How to Stop Running MDC Loads, Workflows and Threads

Valid for version 11.0.0+.

This article describes how to correctly terminate workflows or MDC loads. This may come useful when a load or workflow takes a long time, usually when loading a high number of records or running a complicated processing.

Stopping a Workflow

To stop a workflow:

  1. Navigate to the Admin Center, Running screen under the Workflows section.
  2. From the list of running instances, click the workflow Instance ID. A detail page of the workflow instance opens.
  3. Click Stop execution. The workflow will switch from RUNNING to STOPPING, and finally to the FINISHED_STOP state.

It is not possible to stop the workflow when it contains certain tasks, e.g., Run MDC Load, Run MDC Multi Load, Run DQD Processing.
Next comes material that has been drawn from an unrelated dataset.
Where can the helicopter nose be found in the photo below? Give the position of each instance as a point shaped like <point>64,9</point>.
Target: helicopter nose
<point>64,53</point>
It may take long to stop a workflow that calls components containing certain steps, e.g. Join, may take really long to get stopped.

Stopping an MDC Load

It is not possible to stop an MDC load operation by any means. This means that if a workflow contains the Run MDC Load task, it is not possible to stop the workflow either. The only way to stop it is to stop the server.

It is not possible to terminate a hanging MDC load or a workflow without stopping the server. An attempt to terminate the operation by killing the thread will make the whole JVM instance inoperable.

Killing a Process vs. Killing a Thread

Killing a Process

It is possible to kill operations that run as a separate process.

In Ataccama products, these are only operations started by Run DQC Process workflow task. If you start a plan or a component with this task, it will run in a separate JVM instance (separate process) and if it hangs up, you can kill the process.

Why Killing a Thread Does Not Terminate the Operation?

It is not possible to kill operations that run as threads.

The MDC loads and workflows run as a thread or several threads in a Java process. A workflow may be distributed among several threads, as well as one thread may be used for several operations. This means that killing a thread is likely to hang up the whole server and you will need to restart it anyways.